Last night, a number of the girls did talk about staying with family, with their friends or with their parents' friends. But the conversation took a slightly different turn that I expected when the first girl to answer my question said quite thoughtfully, "Well, in the winter, I think we would go stay in the Cold Weather Shelter. In the summer I think we would be alright sleeping outside, or staying in a tent." Her mother, who was standing next to me, looked a little shocked at the idea of their family of five living outside, but the girl didn't seem particularly anxious about it. Then another Brownie suggested her family's plan would be to "live in the woods and build a log cabin for the winter." That got another girl going on how she had visited Lafayette Park in DC and seen people sleeping on park benches there. She had given one of them the fifty cents she had on her. The other girls nodded in approval.
I was intrigued.

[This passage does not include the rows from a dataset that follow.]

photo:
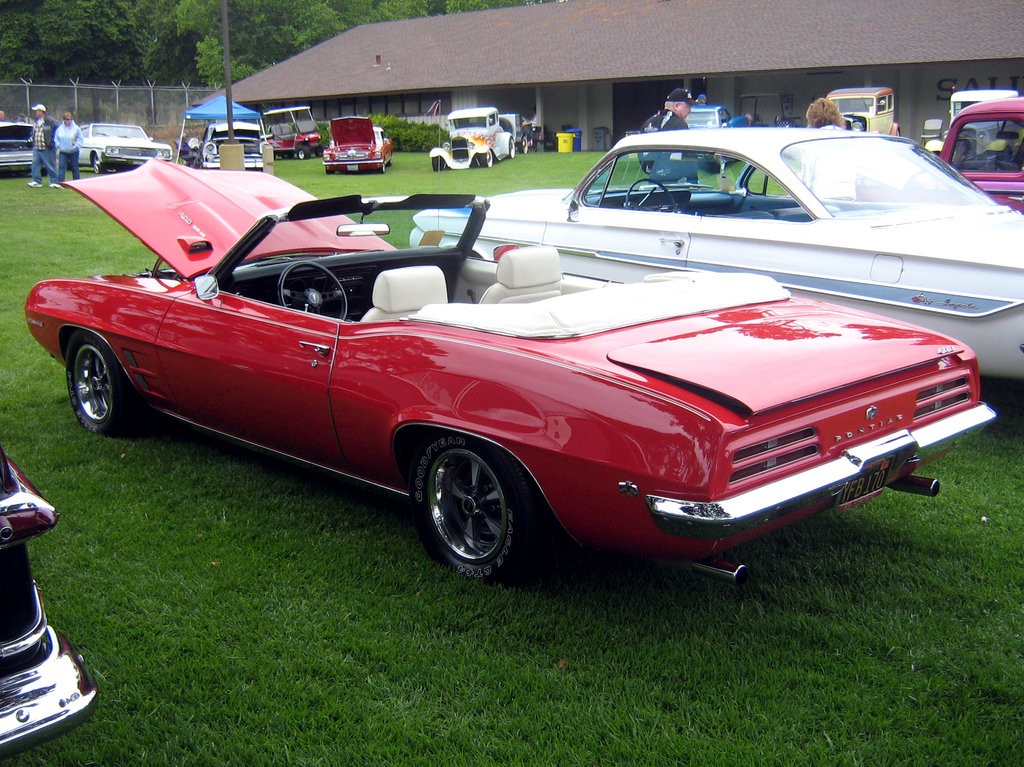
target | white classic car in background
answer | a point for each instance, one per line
(478, 138)
(116, 146)
(248, 134)
(865, 220)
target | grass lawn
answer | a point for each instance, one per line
(241, 611)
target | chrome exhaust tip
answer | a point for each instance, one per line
(722, 569)
(916, 485)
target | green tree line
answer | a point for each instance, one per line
(172, 41)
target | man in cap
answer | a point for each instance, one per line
(43, 150)
(678, 103)
(673, 117)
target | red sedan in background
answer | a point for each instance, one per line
(356, 144)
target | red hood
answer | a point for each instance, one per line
(798, 349)
(169, 207)
(349, 130)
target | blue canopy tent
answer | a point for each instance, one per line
(216, 110)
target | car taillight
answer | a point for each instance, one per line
(771, 454)
(943, 395)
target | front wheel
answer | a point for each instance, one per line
(102, 398)
(476, 510)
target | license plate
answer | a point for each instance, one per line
(869, 482)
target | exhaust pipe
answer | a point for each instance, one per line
(916, 485)
(722, 569)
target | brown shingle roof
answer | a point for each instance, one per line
(592, 40)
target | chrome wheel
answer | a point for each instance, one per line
(102, 398)
(476, 509)
(467, 505)
(91, 380)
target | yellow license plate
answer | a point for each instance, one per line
(868, 482)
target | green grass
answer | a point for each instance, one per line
(242, 611)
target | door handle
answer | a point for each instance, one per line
(323, 349)
(677, 242)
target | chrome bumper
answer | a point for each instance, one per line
(715, 520)
(45, 699)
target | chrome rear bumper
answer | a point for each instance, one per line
(45, 699)
(715, 520)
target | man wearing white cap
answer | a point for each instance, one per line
(43, 150)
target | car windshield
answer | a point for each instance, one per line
(877, 175)
(242, 134)
(859, 104)
(706, 118)
(989, 145)
(461, 123)
(119, 131)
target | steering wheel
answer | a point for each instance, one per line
(654, 184)
(317, 292)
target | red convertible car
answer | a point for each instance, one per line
(44, 686)
(357, 144)
(518, 408)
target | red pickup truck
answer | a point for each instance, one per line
(986, 144)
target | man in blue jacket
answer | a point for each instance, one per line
(43, 150)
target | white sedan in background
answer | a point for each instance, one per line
(868, 221)
(116, 146)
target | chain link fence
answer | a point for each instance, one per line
(158, 109)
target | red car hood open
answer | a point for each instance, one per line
(170, 207)
(796, 355)
(352, 130)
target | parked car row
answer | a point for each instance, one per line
(869, 221)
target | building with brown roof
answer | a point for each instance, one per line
(609, 64)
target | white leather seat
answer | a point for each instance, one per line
(526, 274)
(400, 292)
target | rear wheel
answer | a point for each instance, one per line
(476, 510)
(102, 398)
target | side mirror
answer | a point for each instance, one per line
(207, 288)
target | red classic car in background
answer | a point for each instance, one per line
(985, 142)
(293, 132)
(356, 144)
(519, 409)
(44, 687)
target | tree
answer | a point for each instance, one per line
(168, 54)
(20, 54)
(89, 40)
(262, 32)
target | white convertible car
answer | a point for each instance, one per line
(868, 221)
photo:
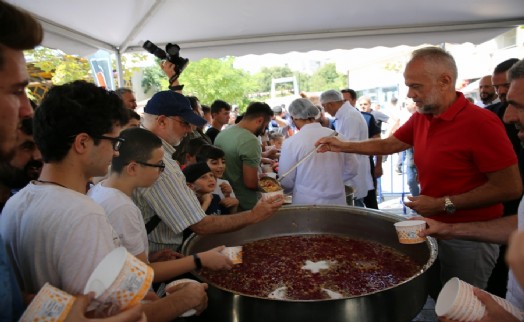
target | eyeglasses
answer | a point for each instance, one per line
(161, 166)
(506, 85)
(117, 142)
(183, 123)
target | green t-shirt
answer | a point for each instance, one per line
(240, 147)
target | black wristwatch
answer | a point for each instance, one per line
(198, 261)
(449, 207)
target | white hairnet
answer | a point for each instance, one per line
(331, 96)
(303, 109)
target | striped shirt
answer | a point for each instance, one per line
(170, 199)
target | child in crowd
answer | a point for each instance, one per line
(276, 140)
(202, 181)
(191, 150)
(139, 164)
(214, 157)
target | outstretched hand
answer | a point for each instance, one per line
(77, 312)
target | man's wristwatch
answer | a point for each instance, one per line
(449, 207)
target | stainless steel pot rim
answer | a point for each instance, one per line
(430, 242)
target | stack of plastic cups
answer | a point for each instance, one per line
(456, 301)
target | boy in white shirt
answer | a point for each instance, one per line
(214, 157)
(139, 164)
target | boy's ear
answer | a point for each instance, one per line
(131, 168)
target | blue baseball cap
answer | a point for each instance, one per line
(170, 103)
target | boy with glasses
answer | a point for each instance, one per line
(139, 164)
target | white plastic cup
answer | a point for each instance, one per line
(182, 281)
(266, 168)
(119, 281)
(456, 301)
(49, 304)
(407, 231)
(234, 253)
(267, 195)
(271, 174)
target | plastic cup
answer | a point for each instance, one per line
(456, 301)
(182, 281)
(119, 281)
(271, 174)
(49, 304)
(234, 254)
(407, 231)
(267, 195)
(266, 168)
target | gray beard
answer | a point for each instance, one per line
(426, 109)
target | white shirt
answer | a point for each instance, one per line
(218, 191)
(56, 235)
(319, 179)
(515, 293)
(124, 216)
(351, 124)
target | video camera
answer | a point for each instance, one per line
(171, 54)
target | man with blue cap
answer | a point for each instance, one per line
(169, 206)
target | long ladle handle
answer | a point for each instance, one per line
(307, 156)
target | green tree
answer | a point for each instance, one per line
(327, 77)
(211, 79)
(63, 68)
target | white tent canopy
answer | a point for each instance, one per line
(209, 28)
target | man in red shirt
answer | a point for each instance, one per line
(466, 163)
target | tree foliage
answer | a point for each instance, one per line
(327, 77)
(67, 68)
(63, 68)
(211, 79)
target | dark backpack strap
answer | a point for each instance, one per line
(152, 223)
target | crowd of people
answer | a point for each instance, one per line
(84, 173)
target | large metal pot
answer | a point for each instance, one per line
(399, 303)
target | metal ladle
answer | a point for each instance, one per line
(307, 156)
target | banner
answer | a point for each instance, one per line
(102, 71)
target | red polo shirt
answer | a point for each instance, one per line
(454, 151)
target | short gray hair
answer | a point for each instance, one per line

My plan had been to highlight the things that prevent homelessness, but instead these girls jumped right to imagining themselves as homeless, living in a shelter, in the woods or even on a park bench. It's not a bad way to build empathy. When we brought the lunches to the church, all the girls were disappointed the kids weren't "home", but had gone to the library. As we drove back home, we passed the central library, and one of the girls pointed it out. "That's where the kids are now," she said, peering out the window. "They're probably doing their homework, or playing on the computer." She clearly was imagining herself in their situation.
I wish we could have experiences like that every week, every month. There are plenty of places where adults can volunteer to help homeless or poor people, but very few places for kids to do so in a direct way. And going to a shelter or a meal program is not the same as meeting and serving people in your own church, which in many ways is like your own home. I love to see people from KC just hanging around and talking to the shelter guests--everyone seems relaxed and at ease around each other. Our care for each other feels more natural in such a setting. It feels familial, friendly. It feels like the beginnings of a social (and not just an institutional) safety net.